1998 kam ihr Demotape "Blood Pounding Black" heraus, welches noch mit Drumcomputer produziert wurde.

Ende 2000 wurde ihr Debutalbum "Massive Brutality" aufgenommen und im April 2001 veröffentlicht. Produziert wurde es von Achim Koehle (Pungent Stench, Primal Fear,...).

Alle Musiker von MY DARKEST HATE spielen auch in anderen Bands wie SACRED STEEL, PRIMAL FEAR und AZMODAN.

Im Sommer 2001 verließ ihr Sänger und Bassist wegen seinem Ohrleiden die Band. Sein Nachfolger wurde Chris Simper (Ex-Pale, Ex-Disinfect).

Die mittlerweile 5 Deutschen spielen langsamen, melodischen Death Metal. Wer jetzt an AMORPHIS & Co denkt, liegt falsch. Sie gehen mehr in Richtung langsame BENEDICTION mit BOLT THROWER und MASSACRE.

Tiefe Gitarren, groovige Rhythmen und tiefer Gesang erfreuen das Gemüt.

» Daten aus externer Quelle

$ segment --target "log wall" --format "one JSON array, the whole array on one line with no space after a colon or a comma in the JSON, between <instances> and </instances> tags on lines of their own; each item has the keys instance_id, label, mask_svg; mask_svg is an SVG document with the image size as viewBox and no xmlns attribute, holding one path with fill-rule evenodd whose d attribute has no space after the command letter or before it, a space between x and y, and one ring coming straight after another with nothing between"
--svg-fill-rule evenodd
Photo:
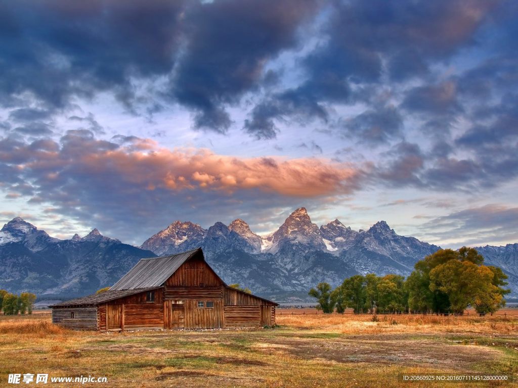
<instances>
[{"instance_id":1,"label":"log wall","mask_svg":"<svg viewBox=\"0 0 518 388\"><path fill-rule=\"evenodd\" d=\"M74 313L73 318L72 313ZM96 307L53 308L52 323L76 330L96 330L97 309Z\"/></svg>"},{"instance_id":2,"label":"log wall","mask_svg":"<svg viewBox=\"0 0 518 388\"><path fill-rule=\"evenodd\" d=\"M231 287L225 287L223 291L225 306L274 306L271 302L261 299L254 295L236 290Z\"/></svg>"},{"instance_id":3,"label":"log wall","mask_svg":"<svg viewBox=\"0 0 518 388\"><path fill-rule=\"evenodd\" d=\"M224 313L226 327L261 325L260 306L225 306Z\"/></svg>"},{"instance_id":4,"label":"log wall","mask_svg":"<svg viewBox=\"0 0 518 388\"><path fill-rule=\"evenodd\" d=\"M187 300L184 303L185 329L216 329L224 327L223 301L203 299L214 302L214 307L198 307L198 300Z\"/></svg>"},{"instance_id":5,"label":"log wall","mask_svg":"<svg viewBox=\"0 0 518 388\"><path fill-rule=\"evenodd\" d=\"M163 329L162 303L124 305L124 330Z\"/></svg>"}]
</instances>

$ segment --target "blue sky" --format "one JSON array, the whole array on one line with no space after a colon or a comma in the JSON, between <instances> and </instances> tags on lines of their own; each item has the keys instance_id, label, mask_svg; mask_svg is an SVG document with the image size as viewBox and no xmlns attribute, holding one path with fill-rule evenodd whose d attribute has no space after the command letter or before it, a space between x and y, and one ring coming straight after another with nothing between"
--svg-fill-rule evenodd
<instances>
[{"instance_id":1,"label":"blue sky","mask_svg":"<svg viewBox=\"0 0 518 388\"><path fill-rule=\"evenodd\" d=\"M0 5L0 220L518 242L511 1Z\"/></svg>"}]
</instances>

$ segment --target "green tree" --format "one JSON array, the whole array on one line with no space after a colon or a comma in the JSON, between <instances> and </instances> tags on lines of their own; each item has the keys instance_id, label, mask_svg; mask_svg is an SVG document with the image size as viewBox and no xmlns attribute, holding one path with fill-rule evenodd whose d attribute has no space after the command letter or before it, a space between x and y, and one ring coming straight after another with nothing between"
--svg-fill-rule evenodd
<instances>
[{"instance_id":1,"label":"green tree","mask_svg":"<svg viewBox=\"0 0 518 388\"><path fill-rule=\"evenodd\" d=\"M2 311L2 306L4 305L4 297L9 292L5 290L0 290L0 311Z\"/></svg>"},{"instance_id":2,"label":"green tree","mask_svg":"<svg viewBox=\"0 0 518 388\"><path fill-rule=\"evenodd\" d=\"M414 271L407 278L405 288L408 294L410 311L427 313L434 307L434 293L430 290L429 277L421 271Z\"/></svg>"},{"instance_id":3,"label":"green tree","mask_svg":"<svg viewBox=\"0 0 518 388\"><path fill-rule=\"evenodd\" d=\"M22 292L20 294L20 300L21 302L20 311L22 314L32 314L34 302L36 302L36 295L30 292Z\"/></svg>"},{"instance_id":4,"label":"green tree","mask_svg":"<svg viewBox=\"0 0 518 388\"><path fill-rule=\"evenodd\" d=\"M445 312L450 307L448 296L439 289L430 287L430 272L439 265L457 260L458 252L452 249L439 249L415 263L415 270L406 284L409 305L413 311Z\"/></svg>"},{"instance_id":5,"label":"green tree","mask_svg":"<svg viewBox=\"0 0 518 388\"><path fill-rule=\"evenodd\" d=\"M11 293L6 294L4 296L4 314L5 315L14 315L18 302L18 297L17 295Z\"/></svg>"},{"instance_id":6,"label":"green tree","mask_svg":"<svg viewBox=\"0 0 518 388\"><path fill-rule=\"evenodd\" d=\"M388 274L378 283L378 307L381 312L402 312L407 305L407 293L404 286L405 278Z\"/></svg>"},{"instance_id":7,"label":"green tree","mask_svg":"<svg viewBox=\"0 0 518 388\"><path fill-rule=\"evenodd\" d=\"M376 274L365 275L365 309L371 314L374 312L378 303L378 283L380 278Z\"/></svg>"},{"instance_id":8,"label":"green tree","mask_svg":"<svg viewBox=\"0 0 518 388\"><path fill-rule=\"evenodd\" d=\"M341 286L339 286L333 290L330 299L336 301L336 312L343 314L346 311L346 305L344 304L343 290Z\"/></svg>"},{"instance_id":9,"label":"green tree","mask_svg":"<svg viewBox=\"0 0 518 388\"><path fill-rule=\"evenodd\" d=\"M336 294L332 295L331 286L328 283L319 283L316 288L312 288L308 293L318 301L319 305L316 308L326 314L330 314L334 311Z\"/></svg>"},{"instance_id":10,"label":"green tree","mask_svg":"<svg viewBox=\"0 0 518 388\"><path fill-rule=\"evenodd\" d=\"M16 303L15 305L15 315L18 315L20 312L21 312L23 315L24 311L22 310L22 306L23 304L23 302L22 301L22 299L20 297L19 295L15 295L16 296Z\"/></svg>"},{"instance_id":11,"label":"green tree","mask_svg":"<svg viewBox=\"0 0 518 388\"><path fill-rule=\"evenodd\" d=\"M95 291L95 293L96 294L100 294L100 293L102 293L103 292L106 292L108 290L109 290L110 288L111 288L111 287L110 287L110 286L108 286L107 287L103 287L103 288L100 288L100 289L97 290L96 291Z\"/></svg>"},{"instance_id":12,"label":"green tree","mask_svg":"<svg viewBox=\"0 0 518 388\"><path fill-rule=\"evenodd\" d=\"M342 283L343 302L346 307L352 307L355 314L363 312L365 307L365 278L355 275L346 279Z\"/></svg>"},{"instance_id":13,"label":"green tree","mask_svg":"<svg viewBox=\"0 0 518 388\"><path fill-rule=\"evenodd\" d=\"M500 268L483 262L476 249L466 247L441 249L418 262L405 283L410 308L456 314L469 305L480 312L498 309L509 292L503 288L507 277Z\"/></svg>"},{"instance_id":14,"label":"green tree","mask_svg":"<svg viewBox=\"0 0 518 388\"><path fill-rule=\"evenodd\" d=\"M250 290L248 287L243 288L239 286L239 283L234 283L234 284L231 284L229 286L231 288L234 288L236 290L239 290L239 291L242 291L243 292L246 292L247 294L251 294L252 291Z\"/></svg>"}]
</instances>

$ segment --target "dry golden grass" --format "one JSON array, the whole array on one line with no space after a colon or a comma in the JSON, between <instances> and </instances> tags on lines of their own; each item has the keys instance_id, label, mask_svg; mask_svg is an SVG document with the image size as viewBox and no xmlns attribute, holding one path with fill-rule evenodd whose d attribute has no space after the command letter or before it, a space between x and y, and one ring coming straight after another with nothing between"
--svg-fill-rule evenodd
<instances>
[{"instance_id":1,"label":"dry golden grass","mask_svg":"<svg viewBox=\"0 0 518 388\"><path fill-rule=\"evenodd\" d=\"M107 384L84 386L124 388L399 387L408 385L399 376L410 373L505 374L518 379L517 321L378 318L280 314L274 329L101 333L54 326L49 315L2 317L0 386L8 386L7 375L13 372L106 376Z\"/></svg>"}]
</instances>

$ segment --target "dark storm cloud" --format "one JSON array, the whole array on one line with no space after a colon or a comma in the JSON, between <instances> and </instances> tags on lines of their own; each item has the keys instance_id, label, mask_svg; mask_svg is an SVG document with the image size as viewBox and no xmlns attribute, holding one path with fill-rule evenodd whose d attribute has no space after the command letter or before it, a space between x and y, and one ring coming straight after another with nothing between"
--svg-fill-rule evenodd
<instances>
[{"instance_id":1,"label":"dark storm cloud","mask_svg":"<svg viewBox=\"0 0 518 388\"><path fill-rule=\"evenodd\" d=\"M187 13L185 53L171 86L175 97L197 113L195 125L224 133L224 107L263 79L266 62L297 43L297 28L312 15L313 0L223 0Z\"/></svg>"},{"instance_id":2,"label":"dark storm cloud","mask_svg":"<svg viewBox=\"0 0 518 388\"><path fill-rule=\"evenodd\" d=\"M387 153L389 161L384 160L376 171L376 178L390 186L423 185L419 175L425 157L417 144L401 142Z\"/></svg>"},{"instance_id":3,"label":"dark storm cloud","mask_svg":"<svg viewBox=\"0 0 518 388\"><path fill-rule=\"evenodd\" d=\"M363 142L381 144L401 137L403 118L394 106L376 107L347 121L344 127L346 136Z\"/></svg>"},{"instance_id":4,"label":"dark storm cloud","mask_svg":"<svg viewBox=\"0 0 518 388\"><path fill-rule=\"evenodd\" d=\"M477 44L481 26L503 17L499 3L2 3L0 104L16 110L12 119L30 120L32 115L40 121L76 97L109 91L128 112L142 112L150 120L164 105L179 102L193 113L195 128L224 133L233 122L228 107L240 103L247 93L261 92L266 95L252 109L243 129L257 139L271 139L278 131L276 121L318 118L328 123L330 105L368 99L359 89L382 83L384 73L395 82L427 76L430 66ZM307 41L301 37L309 34L304 27L315 25L321 26L311 31L319 43L296 64L302 76L283 88L286 72L267 65L287 50L301 48ZM495 71L492 66L498 64L488 62L476 74L480 85L472 87L479 94L487 93L483 78ZM503 80L506 71L499 71ZM472 92L458 82L463 93ZM434 114L461 111L455 101L444 98L445 85L411 91L405 107ZM30 103L39 108L28 108ZM374 133L364 130L365 125L360 124L359 137L382 142L394 135L391 123L381 131L371 126ZM96 130L92 125L88 129Z\"/></svg>"},{"instance_id":5,"label":"dark storm cloud","mask_svg":"<svg viewBox=\"0 0 518 388\"><path fill-rule=\"evenodd\" d=\"M402 106L411 112L442 116L463 109L457 98L456 85L452 82L414 88L407 93Z\"/></svg>"},{"instance_id":6,"label":"dark storm cloud","mask_svg":"<svg viewBox=\"0 0 518 388\"><path fill-rule=\"evenodd\" d=\"M252 110L243 129L258 139L267 139L276 137L276 120L302 116L326 122L329 104L347 105L365 98L361 91L352 91L352 85L381 83L384 66L395 82L426 76L431 65L474 43L473 34L498 3L333 3L322 31L326 40L301 61L307 80L267 97ZM455 101L454 87L444 84L416 88L406 105L427 114L456 113L462 107ZM385 133L381 127L373 138L390 137L394 128L388 126ZM361 138L369 135L358 132Z\"/></svg>"},{"instance_id":7,"label":"dark storm cloud","mask_svg":"<svg viewBox=\"0 0 518 388\"><path fill-rule=\"evenodd\" d=\"M168 72L183 9L165 0L2 3L0 101L30 92L60 108L74 96L122 95L132 77Z\"/></svg>"},{"instance_id":8,"label":"dark storm cloud","mask_svg":"<svg viewBox=\"0 0 518 388\"><path fill-rule=\"evenodd\" d=\"M88 128L90 130L96 133L104 133L104 128L103 126L99 124L93 114L90 112L85 117L80 117L79 116L71 116L68 117L68 120L71 121L77 121L79 123L85 123L88 126Z\"/></svg>"}]
</instances>

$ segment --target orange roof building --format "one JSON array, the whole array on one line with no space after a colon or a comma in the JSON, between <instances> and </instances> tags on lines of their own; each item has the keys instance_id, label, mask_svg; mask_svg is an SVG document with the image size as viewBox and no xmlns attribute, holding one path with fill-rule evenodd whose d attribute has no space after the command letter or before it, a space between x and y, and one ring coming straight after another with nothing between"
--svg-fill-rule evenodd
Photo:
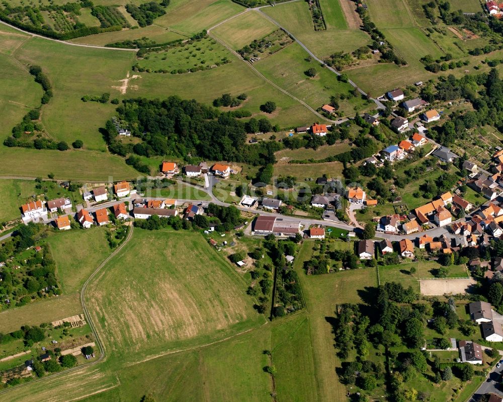
<instances>
[{"instance_id":1,"label":"orange roof building","mask_svg":"<svg viewBox=\"0 0 503 402\"><path fill-rule=\"evenodd\" d=\"M56 225L60 230L67 230L71 227L70 226L70 219L68 219L67 215L65 215L63 216L58 216L55 220Z\"/></svg>"}]
</instances>

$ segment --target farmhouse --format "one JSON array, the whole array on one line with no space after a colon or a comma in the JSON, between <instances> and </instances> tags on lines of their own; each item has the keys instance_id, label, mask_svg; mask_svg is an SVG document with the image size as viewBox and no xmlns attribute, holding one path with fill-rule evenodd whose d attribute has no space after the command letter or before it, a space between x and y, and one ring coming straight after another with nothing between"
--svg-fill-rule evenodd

Wer DM zum Entspannen sucht, oder einfach Musik für kuschelige 35 Minuten mit der Freundin sucht ist mit "Massive Brutality" richtig bedient.

Das soll jetzt wirklich nicht heißen, dass die Musik schlecht, ist, ganz im Gegenteil, uns wird ruhiger, doublebass- lastiger DM gezeigt, der sich sehen lassen kann.

Alle, die es etwas ruhiger haben wollen, und trotzdem keine Härte versäumen wollen, sind mit MY DARKEST HATE gut versorgt.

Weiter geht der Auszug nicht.